When he was come down from the mountain, great multitudes followed him.
And, behold, there came a leper and worshipped him, saying, Lord, if thouwilt, thou canst make me clean.
And Jesus put forth his hand, and touched him, saying, I will; be thou clean. And immediately his leprosy was cleansed.
And Jesus saith unto him, See thou tell no man; but go thy way, shew thyself to the priest, and offer the gift that Moses commanded, for a testimony unto them.
Jesus and the Centurion
And when Jesus was entered into Capernaum, there came unto him a centurion, beseeching him,
And saying, Lord, my servant lieth at home sick of the palsy, grievously tormented.
And Jesus saith unto him, I will come and heal him.
The centurion answered and said, Lord, I am not worthy that thou shouldest come under my roof: but speak the word only, and my servant shall be healed.
For I am a man under authority, having soldiers under me: and I say to this man, Go, and he goeth; and to another, Come, and he cometh; and to my servant, Do this, and he doeth it.
10 When Jesus heard it, he marvelled, and said to them that followed, Verily I say unto you, I have not found so great faith, no, not in Israel.
11 And I say unto you, That many shall come from the east and west, and shallsit down with Abraham, and Isaac, and Jacob, in the kingdom of heaven.
12 But the children of the kingdom shall be cast out into outer darkness: thereshall be weeping and gnashing of teeth.
13 And Jesus said unto the centurion, Go thy way; and as thou hast believed, so be it done unto thee. And his servant was healed in the selfsame hour...
18 Now when Jesus saw great multitudes about him, he gave commandment to depart unto the other side.
19 And a certain scribe came, and said unto him, Master, I will follow thee whithersoever thou goest.
20 And Jesus saith unto him, The foxes have holes, and the birds of the air have nests; but the Son of man hath not where to lay his head.
21 And another of his disciples said unto him, Lord, suffer me first to go and bury my father.
22 But Jesus said unto him, Follow me; and let the dead bury their dead.

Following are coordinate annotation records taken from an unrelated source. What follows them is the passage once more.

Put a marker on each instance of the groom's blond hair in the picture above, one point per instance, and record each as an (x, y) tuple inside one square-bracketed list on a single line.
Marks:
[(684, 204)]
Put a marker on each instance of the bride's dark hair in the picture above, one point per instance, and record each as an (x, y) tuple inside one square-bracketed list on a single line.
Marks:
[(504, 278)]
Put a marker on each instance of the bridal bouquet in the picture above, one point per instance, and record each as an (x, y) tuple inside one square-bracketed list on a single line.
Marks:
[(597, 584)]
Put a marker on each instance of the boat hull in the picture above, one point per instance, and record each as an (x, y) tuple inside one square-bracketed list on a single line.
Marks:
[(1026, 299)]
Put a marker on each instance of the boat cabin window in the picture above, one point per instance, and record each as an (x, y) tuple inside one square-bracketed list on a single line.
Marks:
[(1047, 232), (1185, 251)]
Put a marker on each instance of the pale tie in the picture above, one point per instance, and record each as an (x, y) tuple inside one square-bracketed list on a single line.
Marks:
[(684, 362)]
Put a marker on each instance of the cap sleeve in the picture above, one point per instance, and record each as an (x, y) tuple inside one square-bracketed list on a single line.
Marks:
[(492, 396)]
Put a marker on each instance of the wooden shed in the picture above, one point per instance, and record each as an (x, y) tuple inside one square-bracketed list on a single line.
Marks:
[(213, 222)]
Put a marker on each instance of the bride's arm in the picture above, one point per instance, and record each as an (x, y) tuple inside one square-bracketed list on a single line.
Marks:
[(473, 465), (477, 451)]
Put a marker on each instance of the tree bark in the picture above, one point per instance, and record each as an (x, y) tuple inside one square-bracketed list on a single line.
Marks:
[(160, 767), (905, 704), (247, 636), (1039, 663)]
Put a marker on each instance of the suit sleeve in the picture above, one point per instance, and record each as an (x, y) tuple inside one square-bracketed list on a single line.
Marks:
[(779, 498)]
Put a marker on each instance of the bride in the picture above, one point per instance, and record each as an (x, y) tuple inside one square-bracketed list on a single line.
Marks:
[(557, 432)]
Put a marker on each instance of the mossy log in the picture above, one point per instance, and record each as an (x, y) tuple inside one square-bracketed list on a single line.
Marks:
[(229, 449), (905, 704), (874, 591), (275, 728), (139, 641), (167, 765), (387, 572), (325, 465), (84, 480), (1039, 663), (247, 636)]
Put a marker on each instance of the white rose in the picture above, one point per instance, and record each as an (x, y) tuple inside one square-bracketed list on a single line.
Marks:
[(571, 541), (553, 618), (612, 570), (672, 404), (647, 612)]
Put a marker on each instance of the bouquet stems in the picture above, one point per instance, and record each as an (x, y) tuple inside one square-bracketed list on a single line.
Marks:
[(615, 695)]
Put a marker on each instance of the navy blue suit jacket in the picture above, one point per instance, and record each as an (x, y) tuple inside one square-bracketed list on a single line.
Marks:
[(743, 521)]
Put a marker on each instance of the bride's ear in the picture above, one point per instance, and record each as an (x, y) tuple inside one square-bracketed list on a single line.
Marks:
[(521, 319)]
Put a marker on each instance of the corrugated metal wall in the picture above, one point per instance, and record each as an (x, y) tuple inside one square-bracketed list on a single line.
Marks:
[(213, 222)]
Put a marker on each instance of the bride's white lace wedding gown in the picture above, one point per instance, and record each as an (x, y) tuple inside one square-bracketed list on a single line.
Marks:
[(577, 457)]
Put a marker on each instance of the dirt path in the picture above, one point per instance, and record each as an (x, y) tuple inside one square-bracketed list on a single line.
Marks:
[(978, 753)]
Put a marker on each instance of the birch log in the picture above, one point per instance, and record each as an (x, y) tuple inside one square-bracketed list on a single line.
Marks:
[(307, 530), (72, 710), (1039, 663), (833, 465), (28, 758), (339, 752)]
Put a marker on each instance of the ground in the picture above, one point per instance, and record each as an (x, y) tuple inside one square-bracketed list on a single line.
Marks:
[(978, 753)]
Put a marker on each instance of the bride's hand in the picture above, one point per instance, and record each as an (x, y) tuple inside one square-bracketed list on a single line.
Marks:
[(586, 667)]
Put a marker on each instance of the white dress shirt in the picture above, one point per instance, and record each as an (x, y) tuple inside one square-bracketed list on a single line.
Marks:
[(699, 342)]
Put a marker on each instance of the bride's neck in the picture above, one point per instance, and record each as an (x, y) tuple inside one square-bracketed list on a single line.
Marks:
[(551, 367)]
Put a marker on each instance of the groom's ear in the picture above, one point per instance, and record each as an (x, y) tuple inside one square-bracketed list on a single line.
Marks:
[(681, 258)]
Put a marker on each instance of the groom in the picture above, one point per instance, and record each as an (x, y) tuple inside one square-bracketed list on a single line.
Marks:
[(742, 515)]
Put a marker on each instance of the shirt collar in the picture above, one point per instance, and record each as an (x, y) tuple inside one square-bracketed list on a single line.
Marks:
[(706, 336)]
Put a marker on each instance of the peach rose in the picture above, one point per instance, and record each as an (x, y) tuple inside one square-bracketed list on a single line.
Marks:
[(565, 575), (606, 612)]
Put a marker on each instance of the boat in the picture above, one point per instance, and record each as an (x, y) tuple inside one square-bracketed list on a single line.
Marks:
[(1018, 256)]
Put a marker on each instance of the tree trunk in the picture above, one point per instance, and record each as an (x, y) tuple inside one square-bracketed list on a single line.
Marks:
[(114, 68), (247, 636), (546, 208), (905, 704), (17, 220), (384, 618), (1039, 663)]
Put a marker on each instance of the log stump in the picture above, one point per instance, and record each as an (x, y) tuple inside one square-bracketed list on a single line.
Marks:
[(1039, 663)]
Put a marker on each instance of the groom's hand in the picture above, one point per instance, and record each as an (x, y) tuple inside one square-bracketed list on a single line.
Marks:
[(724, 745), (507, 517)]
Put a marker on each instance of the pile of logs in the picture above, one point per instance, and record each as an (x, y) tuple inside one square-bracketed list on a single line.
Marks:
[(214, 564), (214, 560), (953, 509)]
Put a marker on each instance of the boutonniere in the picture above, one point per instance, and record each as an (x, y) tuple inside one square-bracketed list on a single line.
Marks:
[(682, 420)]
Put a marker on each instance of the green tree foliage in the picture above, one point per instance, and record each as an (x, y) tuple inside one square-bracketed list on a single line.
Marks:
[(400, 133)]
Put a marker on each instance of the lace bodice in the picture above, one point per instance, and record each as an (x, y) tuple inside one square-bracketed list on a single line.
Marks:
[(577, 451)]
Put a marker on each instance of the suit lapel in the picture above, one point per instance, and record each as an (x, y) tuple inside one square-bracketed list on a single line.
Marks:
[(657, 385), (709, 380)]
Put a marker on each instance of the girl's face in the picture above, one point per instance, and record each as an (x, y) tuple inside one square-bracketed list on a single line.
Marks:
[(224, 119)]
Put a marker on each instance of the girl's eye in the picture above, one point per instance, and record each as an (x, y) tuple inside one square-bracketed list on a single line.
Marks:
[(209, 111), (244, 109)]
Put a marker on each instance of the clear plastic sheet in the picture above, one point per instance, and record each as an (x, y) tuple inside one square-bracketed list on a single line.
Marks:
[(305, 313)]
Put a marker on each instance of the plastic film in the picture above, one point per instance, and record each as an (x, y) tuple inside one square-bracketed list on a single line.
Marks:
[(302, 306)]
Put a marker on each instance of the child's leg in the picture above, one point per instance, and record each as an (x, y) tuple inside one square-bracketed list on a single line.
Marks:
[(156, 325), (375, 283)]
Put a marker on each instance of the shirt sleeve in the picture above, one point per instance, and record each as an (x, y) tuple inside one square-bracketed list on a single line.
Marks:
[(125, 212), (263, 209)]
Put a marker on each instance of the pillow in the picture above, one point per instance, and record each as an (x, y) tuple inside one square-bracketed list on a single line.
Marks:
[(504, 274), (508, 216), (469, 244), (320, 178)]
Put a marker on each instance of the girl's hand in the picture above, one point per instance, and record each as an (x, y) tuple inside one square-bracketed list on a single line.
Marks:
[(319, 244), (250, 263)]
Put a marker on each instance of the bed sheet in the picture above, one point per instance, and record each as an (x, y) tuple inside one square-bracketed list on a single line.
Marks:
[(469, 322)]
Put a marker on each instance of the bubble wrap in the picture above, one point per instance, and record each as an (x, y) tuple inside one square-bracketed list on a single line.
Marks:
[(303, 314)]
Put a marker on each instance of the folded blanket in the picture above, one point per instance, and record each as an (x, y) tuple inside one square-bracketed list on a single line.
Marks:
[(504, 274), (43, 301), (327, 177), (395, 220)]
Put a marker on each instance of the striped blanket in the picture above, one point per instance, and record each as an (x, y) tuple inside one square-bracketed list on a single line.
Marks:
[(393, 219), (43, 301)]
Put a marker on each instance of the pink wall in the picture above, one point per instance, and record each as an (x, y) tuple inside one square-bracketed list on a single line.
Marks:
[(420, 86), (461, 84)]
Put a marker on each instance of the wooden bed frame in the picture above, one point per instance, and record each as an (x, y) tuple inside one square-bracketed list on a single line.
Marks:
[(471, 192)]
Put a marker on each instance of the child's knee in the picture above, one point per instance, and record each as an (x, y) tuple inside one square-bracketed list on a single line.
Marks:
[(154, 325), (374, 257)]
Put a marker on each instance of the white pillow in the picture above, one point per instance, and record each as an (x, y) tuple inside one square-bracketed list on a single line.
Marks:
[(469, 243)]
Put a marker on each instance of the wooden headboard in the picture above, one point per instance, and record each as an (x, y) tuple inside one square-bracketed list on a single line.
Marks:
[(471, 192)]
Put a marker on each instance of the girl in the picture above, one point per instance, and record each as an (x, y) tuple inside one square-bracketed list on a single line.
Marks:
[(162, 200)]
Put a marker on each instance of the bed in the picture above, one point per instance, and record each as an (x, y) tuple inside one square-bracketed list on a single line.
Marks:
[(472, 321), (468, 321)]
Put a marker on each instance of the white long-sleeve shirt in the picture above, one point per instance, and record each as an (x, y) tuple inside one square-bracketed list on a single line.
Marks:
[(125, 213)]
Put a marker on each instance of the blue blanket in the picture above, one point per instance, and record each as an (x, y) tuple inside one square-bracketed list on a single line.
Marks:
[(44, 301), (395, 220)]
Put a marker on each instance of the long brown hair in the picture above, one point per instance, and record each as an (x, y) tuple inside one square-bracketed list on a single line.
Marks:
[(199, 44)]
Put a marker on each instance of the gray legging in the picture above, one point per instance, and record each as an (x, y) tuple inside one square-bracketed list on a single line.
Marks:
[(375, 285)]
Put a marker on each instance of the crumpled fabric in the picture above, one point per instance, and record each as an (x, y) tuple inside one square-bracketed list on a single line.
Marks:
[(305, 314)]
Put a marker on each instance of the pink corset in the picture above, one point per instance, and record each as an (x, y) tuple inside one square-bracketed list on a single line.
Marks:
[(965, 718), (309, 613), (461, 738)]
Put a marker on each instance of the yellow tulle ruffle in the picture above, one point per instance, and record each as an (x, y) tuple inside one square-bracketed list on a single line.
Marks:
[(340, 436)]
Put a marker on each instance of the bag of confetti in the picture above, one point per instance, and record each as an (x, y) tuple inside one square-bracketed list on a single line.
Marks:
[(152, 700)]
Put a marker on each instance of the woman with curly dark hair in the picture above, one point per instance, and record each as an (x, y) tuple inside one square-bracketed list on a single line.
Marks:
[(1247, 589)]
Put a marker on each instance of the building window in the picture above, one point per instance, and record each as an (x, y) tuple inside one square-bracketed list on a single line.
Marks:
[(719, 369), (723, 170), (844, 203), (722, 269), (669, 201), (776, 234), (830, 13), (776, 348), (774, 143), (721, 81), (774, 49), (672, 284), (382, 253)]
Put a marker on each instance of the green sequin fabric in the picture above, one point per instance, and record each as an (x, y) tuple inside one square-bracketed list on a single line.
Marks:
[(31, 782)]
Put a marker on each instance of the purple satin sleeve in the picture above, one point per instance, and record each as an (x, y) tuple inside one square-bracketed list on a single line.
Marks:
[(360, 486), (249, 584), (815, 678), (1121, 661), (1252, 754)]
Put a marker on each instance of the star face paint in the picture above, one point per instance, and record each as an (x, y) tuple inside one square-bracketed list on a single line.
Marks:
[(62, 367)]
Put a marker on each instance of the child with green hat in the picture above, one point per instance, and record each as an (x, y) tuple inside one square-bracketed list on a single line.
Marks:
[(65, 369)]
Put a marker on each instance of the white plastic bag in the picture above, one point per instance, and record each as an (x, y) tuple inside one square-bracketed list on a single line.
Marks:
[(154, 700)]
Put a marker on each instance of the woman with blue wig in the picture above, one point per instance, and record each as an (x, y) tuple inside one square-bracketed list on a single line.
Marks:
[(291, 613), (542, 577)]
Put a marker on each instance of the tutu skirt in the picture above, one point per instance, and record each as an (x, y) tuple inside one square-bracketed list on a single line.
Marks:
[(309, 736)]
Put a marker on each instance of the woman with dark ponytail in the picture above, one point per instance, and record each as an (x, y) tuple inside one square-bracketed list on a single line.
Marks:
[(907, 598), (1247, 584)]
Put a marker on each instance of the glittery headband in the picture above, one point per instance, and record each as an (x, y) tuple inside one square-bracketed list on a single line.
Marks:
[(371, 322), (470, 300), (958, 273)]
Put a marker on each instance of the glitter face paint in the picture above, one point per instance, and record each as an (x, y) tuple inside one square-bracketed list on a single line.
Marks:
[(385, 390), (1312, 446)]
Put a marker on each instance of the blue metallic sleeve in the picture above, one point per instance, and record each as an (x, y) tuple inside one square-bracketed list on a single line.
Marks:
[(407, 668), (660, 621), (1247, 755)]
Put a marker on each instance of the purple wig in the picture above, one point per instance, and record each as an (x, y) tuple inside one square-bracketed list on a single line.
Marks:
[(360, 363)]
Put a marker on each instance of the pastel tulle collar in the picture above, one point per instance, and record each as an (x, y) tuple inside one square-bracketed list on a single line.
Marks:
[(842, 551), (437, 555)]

In the KJV, the English is much more precise.  Every time the word will or wilt is used, it indicates intention.  When the word shall is used, it indicates certainty, but you can't read into that certainty any hint of intention.  Why does this matter?
When these words are correctly used, they indicate the areas where God is willing, and the areas where God is not willing.  Jesus is willing to heal.  Jesus is willing to cleanse.  But Matthew 18:14 (KJV) says, "Even so it is not the will of your Father which is in heaven, that one of these little ones should perish."

When we understand the heart of God as unwilling that any should perish, then we must translate the future tense as shall whenever it speaks of damnation.  Shall it happen with certainty?  Yes.  Some will be condemned.  But is it the Father's will?  No.  It is the natural consequence of our sin, but it is not the Father's will.

You see, there's a lot of theology tangled up in the difference between will andshall.  This isn't arguing "about words, which does no good, but only ruins the hearers (2 Timothy 2:14 ESV)."  These words matter--and the difference in meaning matters.  

When you approach the Greek or Hebrew Bible in order to translate it into English or any other language, it's important not only that you translate it into language that uses common vernacular.  It's important that you translate it correctly in order to give a sense of who God is and what God wants.  Translations that abandon "shall" because it's not used everyday in modern American English lose an important quality in understanding God's will.  And understanding the difference between these two words shall serve you well, in the future.

2 comments:

Anonymous said...

Thanks Greg for this great info on "will" vs "shall". I've been wondering about "will" vs "shall" for a while and you really shed light on the subject. I too am a fan of words, I'm actually writing a book about word patterns in Scripture. If you're a fan of the KJV, you might also check out the Douay-Rheims translation which is utterly faithful. God Bless!

J. Barry

Anonymous said...

Thanks brother,great info.This shall help while i continue to seek the heart of God.